Mackenzie, Adrian (2013) Realizing the promise of biotechnology: infrastructural-icons in synthetic biology. Futures, 48. pp. 5-12.
Full text not available from this repository.Abstract
That part of synthetic biology concerned with engineering promises to make good on the potential of biotechnology to address problems of food, energy, health and environment. How do the synthetic biologists realize the promise of biology as technology? In analysing realization of promise in synthetic biology, I suggest that we should pay close attention to different rates of realization. Synthetic biologists have consistently focused on making particular kinds of devices such as oscillators, timers and clock that both address problems of control over rates, and that themselves resemble and link to other rate-controlling mechanisms such as the many clocks found in large technical systems.
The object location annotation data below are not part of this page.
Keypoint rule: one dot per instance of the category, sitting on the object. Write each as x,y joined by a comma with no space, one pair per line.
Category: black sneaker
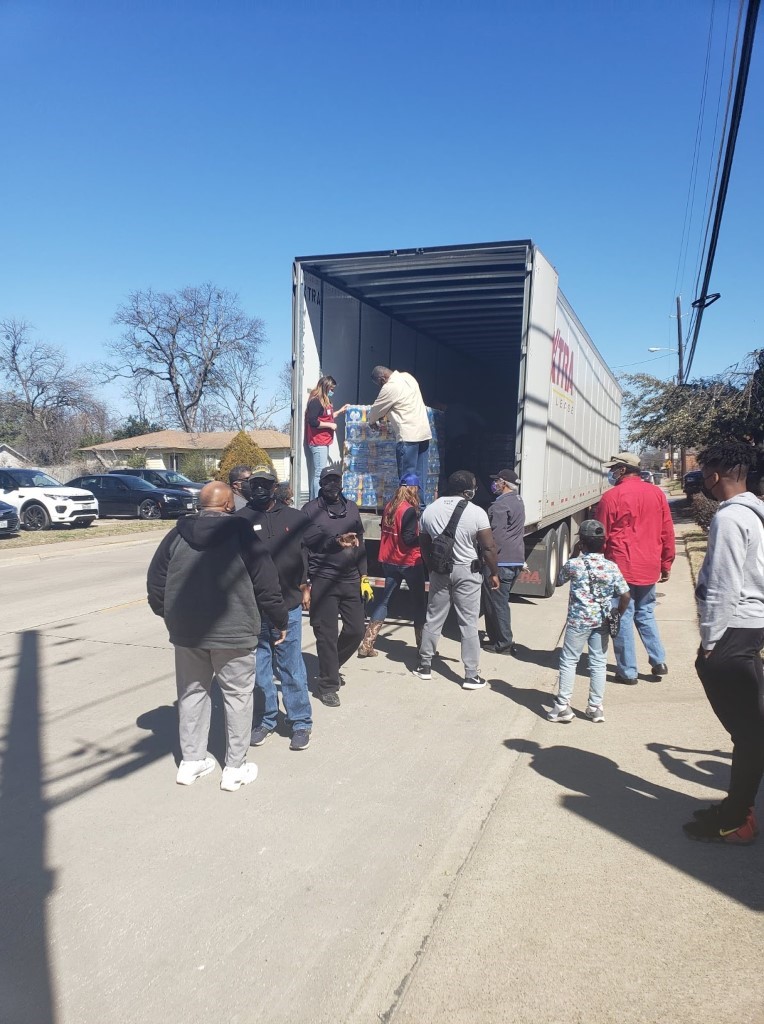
331,699
259,735
494,648
300,739
423,671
They have also, again in those parts of the field concerned with engineering, expended much effort in developing infrastructures, techniques, methods and systems for rapid assembly of parts and components. The clocks and assembly methods function as both as iconic signs and as infrastructural elements or practices that will realise the promise of biotechnology. The field has not only produced what we might call infrastructural-icons for biology as technology, but almost defined itself in terms of a promise of realisation. In analysing how synthetic biology or any other technological endeavour shows how things could be (icons), and makes operational connections between things (infrastructures), the main goal is not to situate field in social or economic contexts. Rather, it is to open a way to see how synthetic biologists and others -- philosophers, social scientists, historians, artists, designers, scientists engineers, as students or consumers–manage to address the gaps that open up as the promise of biology as technology is realized at different rates.